It provides a description of the CDR aggregates, along with method details, that Mobile Network Operators can produce from their raw CDRs to build mobility indicators. Code used to derive these aggregates can be accessed from our GitHub.
The number unique subscribers recorded in a given area during a given time interval. This corresponds to the number of active users.
To specify areas we suggest using administrative units and computing the number of unique subscribers seen in large areas (e.g. units level 1 (province) or level 2 (district) or 3) and also the number of unique subscribers seen in smaller areas (level 4 or 5 (wards)). Groups of nearby cell towers may also be used to define small areas.
For the time interval, we suggest computing the number of unique subscribers seen in a given areas using 1 hour, 1 day, and 1 week.
These suggestion are valid for all other aggregates below.
The unique number of subscribers seen in different time intervals and in areas of different sizes lead to different insights.
Count_subscribers (hour, local)
Count_subscribers (day, local)
Count_subscribers (week, local)
Count_subscribers (day, regional)
Count_subscribers (week, regional)
Count_subscribers (15min, urban cluster)
Subscriber presence
Population mixing
Intra-regional travel
Hotspots
Count of unique subscribers, per region per time interval
For each time interval (hour/day/week), and each region size (cluster, admin 4/3/2/1):
For each region, count the number of unique subscribers that used their phone at any cell tower in that region, at any time during the time interval.
Only output counts > 15.
The number of subscribers who appear to be residents of each region. The location of residence is updated every week and is the location a subscriber visited on most days in the past 4 weeks. It is a reference location and each subscriber is assigned one.

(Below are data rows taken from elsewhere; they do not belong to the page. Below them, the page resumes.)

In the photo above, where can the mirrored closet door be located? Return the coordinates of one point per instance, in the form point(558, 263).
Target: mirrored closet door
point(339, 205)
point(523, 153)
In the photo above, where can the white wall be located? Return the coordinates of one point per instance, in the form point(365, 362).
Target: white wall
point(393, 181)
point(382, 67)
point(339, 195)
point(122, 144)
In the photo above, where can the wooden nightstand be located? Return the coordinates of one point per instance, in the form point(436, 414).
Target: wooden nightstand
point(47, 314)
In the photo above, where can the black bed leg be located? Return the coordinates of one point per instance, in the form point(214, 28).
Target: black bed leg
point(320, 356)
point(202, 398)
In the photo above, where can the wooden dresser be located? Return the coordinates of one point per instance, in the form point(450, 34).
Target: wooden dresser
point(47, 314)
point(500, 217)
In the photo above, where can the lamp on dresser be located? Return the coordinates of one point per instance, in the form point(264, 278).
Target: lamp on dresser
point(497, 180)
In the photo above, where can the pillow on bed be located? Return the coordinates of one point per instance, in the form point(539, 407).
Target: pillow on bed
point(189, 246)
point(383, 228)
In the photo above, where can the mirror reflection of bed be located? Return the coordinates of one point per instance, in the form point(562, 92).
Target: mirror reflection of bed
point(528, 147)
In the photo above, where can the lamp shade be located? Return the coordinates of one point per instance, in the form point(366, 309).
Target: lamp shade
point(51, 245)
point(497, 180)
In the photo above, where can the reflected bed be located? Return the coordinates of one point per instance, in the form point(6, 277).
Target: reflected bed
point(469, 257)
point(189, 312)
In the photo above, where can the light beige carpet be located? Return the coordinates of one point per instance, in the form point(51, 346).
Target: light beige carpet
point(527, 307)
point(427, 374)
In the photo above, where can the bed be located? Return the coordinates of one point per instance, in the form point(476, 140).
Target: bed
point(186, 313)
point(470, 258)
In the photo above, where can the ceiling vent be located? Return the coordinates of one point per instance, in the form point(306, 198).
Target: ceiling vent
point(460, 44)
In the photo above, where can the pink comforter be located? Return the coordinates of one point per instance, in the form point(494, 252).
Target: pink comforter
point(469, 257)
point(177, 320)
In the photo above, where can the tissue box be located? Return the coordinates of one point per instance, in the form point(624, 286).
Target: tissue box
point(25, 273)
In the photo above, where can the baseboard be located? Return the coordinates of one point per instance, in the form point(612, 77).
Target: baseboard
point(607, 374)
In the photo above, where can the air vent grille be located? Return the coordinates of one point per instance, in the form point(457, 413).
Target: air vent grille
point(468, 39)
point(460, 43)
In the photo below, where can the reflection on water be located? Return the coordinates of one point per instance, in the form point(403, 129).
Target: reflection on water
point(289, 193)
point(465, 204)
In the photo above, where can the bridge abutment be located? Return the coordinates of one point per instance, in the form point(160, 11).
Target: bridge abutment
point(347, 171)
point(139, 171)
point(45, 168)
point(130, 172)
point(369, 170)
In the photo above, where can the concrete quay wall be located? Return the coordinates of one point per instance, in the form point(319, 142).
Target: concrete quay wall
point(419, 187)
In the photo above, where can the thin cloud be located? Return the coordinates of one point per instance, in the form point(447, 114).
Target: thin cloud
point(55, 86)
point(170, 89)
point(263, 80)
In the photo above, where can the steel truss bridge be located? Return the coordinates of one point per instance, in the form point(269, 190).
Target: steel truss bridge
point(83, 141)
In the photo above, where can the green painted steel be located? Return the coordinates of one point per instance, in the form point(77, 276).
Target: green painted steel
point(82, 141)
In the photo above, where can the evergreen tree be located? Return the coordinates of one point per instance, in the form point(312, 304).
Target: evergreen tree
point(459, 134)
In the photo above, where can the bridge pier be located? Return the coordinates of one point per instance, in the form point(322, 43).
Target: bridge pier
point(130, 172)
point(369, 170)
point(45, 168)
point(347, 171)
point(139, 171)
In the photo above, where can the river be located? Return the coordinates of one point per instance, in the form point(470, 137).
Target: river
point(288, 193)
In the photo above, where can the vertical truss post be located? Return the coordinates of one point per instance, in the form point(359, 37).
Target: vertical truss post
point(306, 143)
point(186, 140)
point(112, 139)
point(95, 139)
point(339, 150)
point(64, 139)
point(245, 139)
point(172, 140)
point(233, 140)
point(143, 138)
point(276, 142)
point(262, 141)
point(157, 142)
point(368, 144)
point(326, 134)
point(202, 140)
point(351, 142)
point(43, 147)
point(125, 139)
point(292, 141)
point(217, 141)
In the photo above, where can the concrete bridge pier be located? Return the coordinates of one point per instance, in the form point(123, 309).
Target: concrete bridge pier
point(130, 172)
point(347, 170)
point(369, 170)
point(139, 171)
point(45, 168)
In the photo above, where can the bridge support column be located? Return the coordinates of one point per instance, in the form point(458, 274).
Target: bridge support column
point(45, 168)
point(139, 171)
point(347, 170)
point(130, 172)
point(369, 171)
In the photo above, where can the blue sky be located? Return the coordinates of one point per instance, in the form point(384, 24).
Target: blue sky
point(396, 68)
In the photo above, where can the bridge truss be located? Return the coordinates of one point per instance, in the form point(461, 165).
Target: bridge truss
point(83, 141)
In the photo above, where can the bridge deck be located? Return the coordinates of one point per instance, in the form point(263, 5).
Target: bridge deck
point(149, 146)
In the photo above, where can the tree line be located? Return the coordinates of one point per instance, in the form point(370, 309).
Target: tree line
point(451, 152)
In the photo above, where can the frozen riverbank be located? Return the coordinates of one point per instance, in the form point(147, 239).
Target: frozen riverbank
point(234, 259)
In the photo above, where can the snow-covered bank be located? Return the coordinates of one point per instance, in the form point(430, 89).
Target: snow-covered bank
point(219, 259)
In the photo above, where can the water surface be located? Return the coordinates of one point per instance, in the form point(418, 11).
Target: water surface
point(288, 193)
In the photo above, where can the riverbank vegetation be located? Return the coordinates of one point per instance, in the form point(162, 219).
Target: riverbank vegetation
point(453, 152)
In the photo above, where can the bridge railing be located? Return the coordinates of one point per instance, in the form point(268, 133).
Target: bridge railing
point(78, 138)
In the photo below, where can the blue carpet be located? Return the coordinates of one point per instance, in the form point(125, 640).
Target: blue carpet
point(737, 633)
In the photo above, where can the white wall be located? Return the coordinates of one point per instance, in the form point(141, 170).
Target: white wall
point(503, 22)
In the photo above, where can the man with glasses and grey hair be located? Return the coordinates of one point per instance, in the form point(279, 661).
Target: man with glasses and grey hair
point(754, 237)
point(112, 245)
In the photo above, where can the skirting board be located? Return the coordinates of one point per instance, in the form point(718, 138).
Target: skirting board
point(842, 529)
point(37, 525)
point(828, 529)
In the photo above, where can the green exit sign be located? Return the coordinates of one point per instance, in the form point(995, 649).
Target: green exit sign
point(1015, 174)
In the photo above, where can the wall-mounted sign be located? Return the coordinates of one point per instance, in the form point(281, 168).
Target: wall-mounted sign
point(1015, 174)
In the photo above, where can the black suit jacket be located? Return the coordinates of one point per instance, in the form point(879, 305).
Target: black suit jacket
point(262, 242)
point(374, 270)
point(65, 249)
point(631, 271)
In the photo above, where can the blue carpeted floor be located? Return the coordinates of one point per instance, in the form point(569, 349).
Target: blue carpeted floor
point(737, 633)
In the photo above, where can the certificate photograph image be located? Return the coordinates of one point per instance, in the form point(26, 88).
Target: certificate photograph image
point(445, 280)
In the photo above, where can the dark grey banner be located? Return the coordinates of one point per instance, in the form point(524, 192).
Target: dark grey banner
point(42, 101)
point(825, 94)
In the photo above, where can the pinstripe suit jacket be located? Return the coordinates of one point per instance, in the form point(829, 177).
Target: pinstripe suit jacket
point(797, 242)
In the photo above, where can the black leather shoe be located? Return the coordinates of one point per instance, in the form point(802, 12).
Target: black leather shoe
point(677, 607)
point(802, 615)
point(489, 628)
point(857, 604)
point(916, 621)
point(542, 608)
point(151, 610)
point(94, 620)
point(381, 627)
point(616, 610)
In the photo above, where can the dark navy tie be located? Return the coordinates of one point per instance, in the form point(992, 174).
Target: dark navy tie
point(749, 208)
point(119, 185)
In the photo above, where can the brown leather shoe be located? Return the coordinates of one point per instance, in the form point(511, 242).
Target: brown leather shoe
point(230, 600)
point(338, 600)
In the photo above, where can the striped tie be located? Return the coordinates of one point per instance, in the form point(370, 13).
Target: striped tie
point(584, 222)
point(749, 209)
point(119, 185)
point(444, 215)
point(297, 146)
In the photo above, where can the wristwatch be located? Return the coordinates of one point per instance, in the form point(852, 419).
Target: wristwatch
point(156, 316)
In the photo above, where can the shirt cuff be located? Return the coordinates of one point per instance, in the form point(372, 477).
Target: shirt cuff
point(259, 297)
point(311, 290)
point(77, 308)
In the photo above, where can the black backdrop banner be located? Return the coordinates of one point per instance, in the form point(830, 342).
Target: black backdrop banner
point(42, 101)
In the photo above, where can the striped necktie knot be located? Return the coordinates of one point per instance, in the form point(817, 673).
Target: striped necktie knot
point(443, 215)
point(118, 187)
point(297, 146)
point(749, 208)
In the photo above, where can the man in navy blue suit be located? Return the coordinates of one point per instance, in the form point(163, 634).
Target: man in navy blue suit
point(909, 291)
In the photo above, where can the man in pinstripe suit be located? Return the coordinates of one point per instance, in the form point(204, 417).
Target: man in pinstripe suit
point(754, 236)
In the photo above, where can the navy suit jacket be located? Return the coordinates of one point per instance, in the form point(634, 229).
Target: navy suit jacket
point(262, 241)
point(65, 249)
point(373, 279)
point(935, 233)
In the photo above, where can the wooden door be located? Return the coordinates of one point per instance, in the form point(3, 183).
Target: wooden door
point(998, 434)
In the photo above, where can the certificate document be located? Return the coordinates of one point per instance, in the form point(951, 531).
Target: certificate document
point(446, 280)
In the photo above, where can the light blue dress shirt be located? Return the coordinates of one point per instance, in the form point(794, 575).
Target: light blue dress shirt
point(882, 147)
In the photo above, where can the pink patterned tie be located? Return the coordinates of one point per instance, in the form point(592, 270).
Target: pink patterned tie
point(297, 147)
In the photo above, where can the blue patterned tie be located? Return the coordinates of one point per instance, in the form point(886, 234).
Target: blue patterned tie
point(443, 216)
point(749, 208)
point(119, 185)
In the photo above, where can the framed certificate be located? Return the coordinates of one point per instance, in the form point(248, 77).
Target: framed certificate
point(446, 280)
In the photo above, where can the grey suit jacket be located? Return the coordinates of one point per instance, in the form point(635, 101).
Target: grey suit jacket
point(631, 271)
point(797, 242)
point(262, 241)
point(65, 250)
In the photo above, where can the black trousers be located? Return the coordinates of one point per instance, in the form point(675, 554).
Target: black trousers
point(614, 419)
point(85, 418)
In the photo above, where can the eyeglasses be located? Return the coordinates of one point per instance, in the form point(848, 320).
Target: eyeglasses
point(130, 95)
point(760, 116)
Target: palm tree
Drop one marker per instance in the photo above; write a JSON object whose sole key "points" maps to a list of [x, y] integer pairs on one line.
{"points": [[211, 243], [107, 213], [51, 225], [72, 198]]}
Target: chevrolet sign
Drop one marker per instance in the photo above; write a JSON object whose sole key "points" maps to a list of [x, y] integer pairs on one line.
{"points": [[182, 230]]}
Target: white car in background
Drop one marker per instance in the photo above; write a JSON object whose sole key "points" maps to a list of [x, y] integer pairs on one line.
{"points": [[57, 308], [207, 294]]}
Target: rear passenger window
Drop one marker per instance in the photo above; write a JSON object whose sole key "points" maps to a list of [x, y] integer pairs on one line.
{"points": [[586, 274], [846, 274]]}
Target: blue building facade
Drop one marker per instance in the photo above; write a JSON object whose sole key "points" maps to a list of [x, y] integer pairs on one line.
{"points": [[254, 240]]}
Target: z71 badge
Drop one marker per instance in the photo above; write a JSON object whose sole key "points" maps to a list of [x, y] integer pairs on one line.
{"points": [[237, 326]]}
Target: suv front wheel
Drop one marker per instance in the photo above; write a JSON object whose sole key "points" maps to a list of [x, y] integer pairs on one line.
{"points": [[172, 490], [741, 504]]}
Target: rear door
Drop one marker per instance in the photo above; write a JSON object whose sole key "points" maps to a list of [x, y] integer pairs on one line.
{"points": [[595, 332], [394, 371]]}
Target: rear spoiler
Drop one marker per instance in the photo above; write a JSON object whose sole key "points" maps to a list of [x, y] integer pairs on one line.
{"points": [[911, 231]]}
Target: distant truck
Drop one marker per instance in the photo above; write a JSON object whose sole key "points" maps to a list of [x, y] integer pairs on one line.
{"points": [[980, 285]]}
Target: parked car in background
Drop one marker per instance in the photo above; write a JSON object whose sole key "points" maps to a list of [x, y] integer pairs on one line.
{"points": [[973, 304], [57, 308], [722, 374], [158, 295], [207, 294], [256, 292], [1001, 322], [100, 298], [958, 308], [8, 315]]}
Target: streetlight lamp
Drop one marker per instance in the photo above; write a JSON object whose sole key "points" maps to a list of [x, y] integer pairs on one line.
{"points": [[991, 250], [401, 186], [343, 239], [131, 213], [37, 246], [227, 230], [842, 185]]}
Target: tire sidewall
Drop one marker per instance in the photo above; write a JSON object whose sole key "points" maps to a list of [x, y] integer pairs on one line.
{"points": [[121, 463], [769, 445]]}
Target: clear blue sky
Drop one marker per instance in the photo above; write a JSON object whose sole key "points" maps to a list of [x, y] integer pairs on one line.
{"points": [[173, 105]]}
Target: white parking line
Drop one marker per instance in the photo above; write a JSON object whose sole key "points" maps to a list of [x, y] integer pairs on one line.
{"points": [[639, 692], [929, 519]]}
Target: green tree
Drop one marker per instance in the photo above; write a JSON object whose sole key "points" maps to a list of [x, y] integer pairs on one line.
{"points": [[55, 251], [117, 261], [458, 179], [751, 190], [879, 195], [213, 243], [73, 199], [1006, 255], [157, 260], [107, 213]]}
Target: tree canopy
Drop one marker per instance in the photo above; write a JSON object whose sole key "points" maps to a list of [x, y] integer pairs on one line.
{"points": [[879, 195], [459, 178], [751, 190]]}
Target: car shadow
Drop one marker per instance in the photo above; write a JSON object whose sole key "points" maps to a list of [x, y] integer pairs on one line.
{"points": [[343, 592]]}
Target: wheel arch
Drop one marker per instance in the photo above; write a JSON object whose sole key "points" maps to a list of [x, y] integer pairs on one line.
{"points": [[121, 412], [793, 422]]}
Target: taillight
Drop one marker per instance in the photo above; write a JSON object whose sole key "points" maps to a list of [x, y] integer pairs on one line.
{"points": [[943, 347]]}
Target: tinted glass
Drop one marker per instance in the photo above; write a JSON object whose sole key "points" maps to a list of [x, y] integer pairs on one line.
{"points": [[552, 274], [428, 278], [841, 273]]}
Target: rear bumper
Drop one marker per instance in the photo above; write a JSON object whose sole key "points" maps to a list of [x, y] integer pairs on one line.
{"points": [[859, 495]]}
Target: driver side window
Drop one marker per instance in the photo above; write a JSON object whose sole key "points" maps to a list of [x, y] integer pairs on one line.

Count_residents (week, local)
Home location
Home location counts (number of ‘resident subscribers’) per region
Count the number of subscribers assigned to each region (calculated in ‘Home location of each subscriber’), during the specified period. Only output the results for regions where the counts is greater than or equal to 15.
The number of subscribers that travel between any two locations within the time period.
There are 2 types: all locations (all pairs of locations visited in a trip: a subscriber travelling from A to B then to C, is counted between A->B, B->C but also A->C), consecutive locations only (A->B, B->C) .
od_matrix_directed_all_pairs (hour, local)
od_matrix_directed_all_pairs (hour, local)
od_matrix_directed_all_pairs (day, regional)
od_matrix_directed_consecutive_pairs (hour, local)
od_matrix_directed_consecutive_pairs (hour, local)
od_matrix_directed_consecutive_pairs (day, regional)
Inter-regional travel: travel distance, dispersion, mixing factor,
Regional connectivity
Inter-regional travel: flows
Number of subscribers that travelled between each directed pair of regions, per time interval
This aggregate counts the number of subscribers that are seen at any pair of locations within the specified time interval. Directional information is included, so A -> B is distinguishable from B -> A.
For each time interval (hour, day) and region size (cluster, admin 4/3/2/1):
For each subscriber, create a list of the unique regions that they used their phone in that time interval.
From the list created in step (1), compute all possible unique ordered pairs. For each unique pair of regions, count the number of subscribers that have that pair in their list.
Only output counts > 15.
Number of trips / directional connections between each pair of regions, per time interval (origin-destination matrices)
This aggregate contains different information to (i) in the following respects:
Includes the direction of travel, so A -> B and B -> A are counted separately
Includes the number of ‘stays’ (consecutive calls made from the same location A -> A), and the number of subscribers who ‘stayed’ in a single region i.e. spent enough time in a single region to use their phone more than once, within the specified time interval.
For each time interval (hour, day) and region size (cluster, admin 4/3/2/1):
For each subscriber, list the unique regions that they visited within the time period (hour or day), ordered by time.
Create pairs of regions by pairing the nth region with the (n+1)th region. For example, the sequence [A, A, B, C, D, D, A] would result in the pairings [AA, AB, BC, CD, DD, DA].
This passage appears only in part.